DEFINITION of 'Trillion Dollar Coin'

A trillion dollar coin is a theoretical coin that could be legally minted because of a United States law that allows the Treasury to produce platinum coins of any denomination. The concept of creating this platinum coin first came about in 2011 in an effort to solve the issue of the debt crisis in the U.S.

BREAKING DOWN 'Trillion Dollar Coin'

Although there are statutory limits regarding how much paper money can be in circulation at any particular time, as well as rules regarding gold, silver and copper coinage, the U.S. Treasury does have the authority to print coins of any denomination provided they are made with platinum. And unlike the limits on paper money circulation, there are no limits on the amount of coinage that can be in circulation at any one time.

Specified in Title 31 (Money and Finance) of the United States Code (see above), the law was intended to allow for the minting of collectors' coins in various sizes. Because of this "loophole," some have cited that the trillion dollar coin could serve as a viable option to avoid the U.S. debt ceiling.

The theory behind a trillion dollar coin is as follows:

1. The U.S. Mint could make several trillion dollar platinum coins.

2. The president could order the coins to be deposited at the Federal Reserve.

3. The Federal Reserve could put the coins in the Treasury.

4. The Treasury could use the money to pay off some of the nation's debt.

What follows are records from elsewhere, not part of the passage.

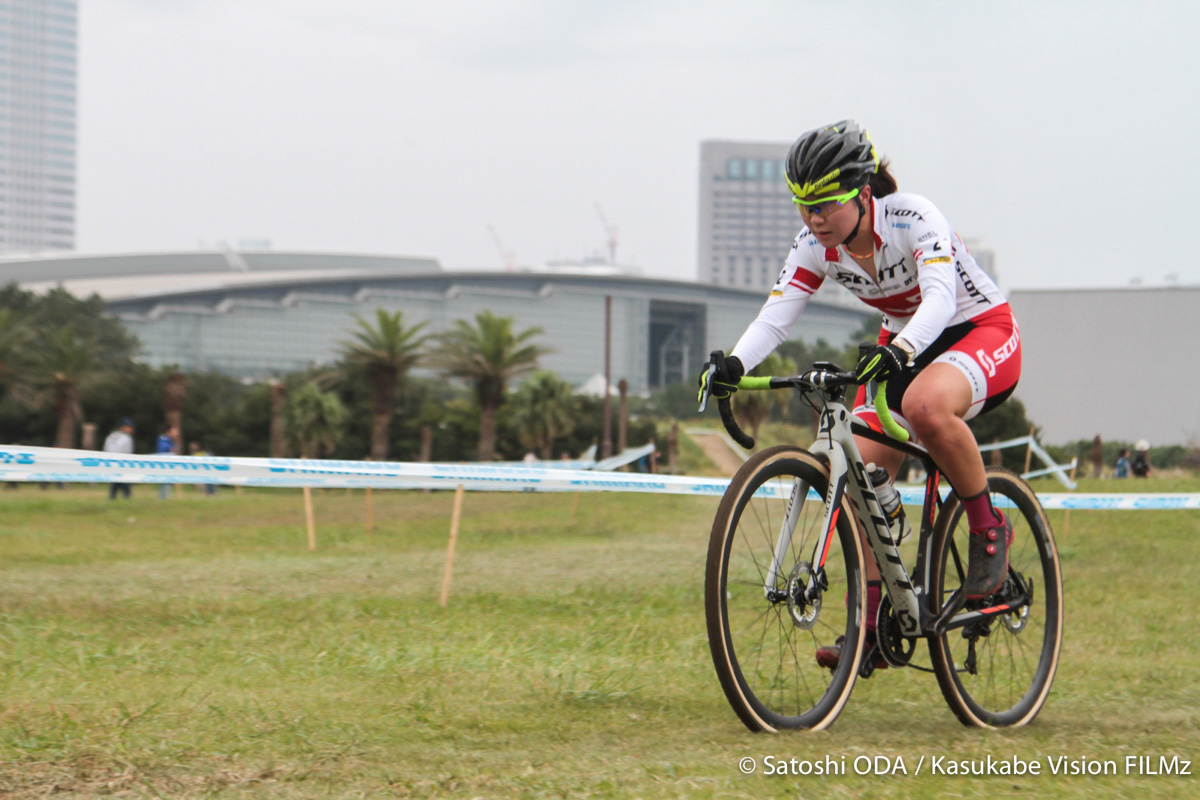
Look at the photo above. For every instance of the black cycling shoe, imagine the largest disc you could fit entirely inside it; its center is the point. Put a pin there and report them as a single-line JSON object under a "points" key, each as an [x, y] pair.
{"points": [[988, 560]]}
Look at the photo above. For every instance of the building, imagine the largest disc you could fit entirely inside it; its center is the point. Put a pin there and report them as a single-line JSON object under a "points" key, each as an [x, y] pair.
{"points": [[1109, 362], [747, 216], [259, 313], [37, 125]]}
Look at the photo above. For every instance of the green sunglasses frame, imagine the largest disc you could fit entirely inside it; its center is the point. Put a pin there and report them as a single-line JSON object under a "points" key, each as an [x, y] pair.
{"points": [[840, 199]]}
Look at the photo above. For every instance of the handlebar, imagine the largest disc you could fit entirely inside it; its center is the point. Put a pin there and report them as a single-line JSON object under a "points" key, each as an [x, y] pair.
{"points": [[821, 377]]}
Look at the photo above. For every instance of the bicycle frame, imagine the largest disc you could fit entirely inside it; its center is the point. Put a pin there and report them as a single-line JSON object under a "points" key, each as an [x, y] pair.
{"points": [[916, 611], [835, 444]]}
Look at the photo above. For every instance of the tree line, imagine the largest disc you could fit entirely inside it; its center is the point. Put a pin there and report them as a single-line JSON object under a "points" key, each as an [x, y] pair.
{"points": [[395, 391]]}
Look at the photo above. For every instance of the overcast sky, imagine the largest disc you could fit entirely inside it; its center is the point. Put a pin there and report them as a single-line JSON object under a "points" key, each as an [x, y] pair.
{"points": [[1063, 134]]}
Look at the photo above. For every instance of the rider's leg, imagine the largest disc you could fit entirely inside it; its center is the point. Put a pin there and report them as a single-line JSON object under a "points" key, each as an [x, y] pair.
{"points": [[934, 405]]}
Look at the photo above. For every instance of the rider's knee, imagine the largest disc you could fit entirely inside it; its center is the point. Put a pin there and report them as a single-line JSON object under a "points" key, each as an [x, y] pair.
{"points": [[928, 413]]}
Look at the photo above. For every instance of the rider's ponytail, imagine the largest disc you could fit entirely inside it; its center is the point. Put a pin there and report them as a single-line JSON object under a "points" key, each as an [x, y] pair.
{"points": [[882, 181]]}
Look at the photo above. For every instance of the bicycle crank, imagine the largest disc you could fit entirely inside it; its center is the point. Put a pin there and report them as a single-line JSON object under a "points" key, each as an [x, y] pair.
{"points": [[895, 648]]}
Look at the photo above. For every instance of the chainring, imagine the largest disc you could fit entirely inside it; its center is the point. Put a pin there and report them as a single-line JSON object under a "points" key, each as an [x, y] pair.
{"points": [[895, 648]]}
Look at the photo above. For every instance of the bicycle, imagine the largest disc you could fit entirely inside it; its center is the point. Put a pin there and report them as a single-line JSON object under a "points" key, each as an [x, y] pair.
{"points": [[785, 572]]}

Shortly after the trillion dollar coin was brought up in early 2013 as an option to avoid U.S. default, opponents made plans to introduce a bill that would block the Treasury from minting such coins. The idea gained notoriety and went viral with #MintTheCoin trending for a period of time on social media platforms. 

Two years later when the debt ceiling debate reared its head again, there were talks the president could invoke the Fourteenth Amendment of the Constitution to issue debt that exceeds the ceiling. However, at the time, the Treasury Department's Daniel Watson said that the Amendment does not give the president the power to ignore the debt ceiling.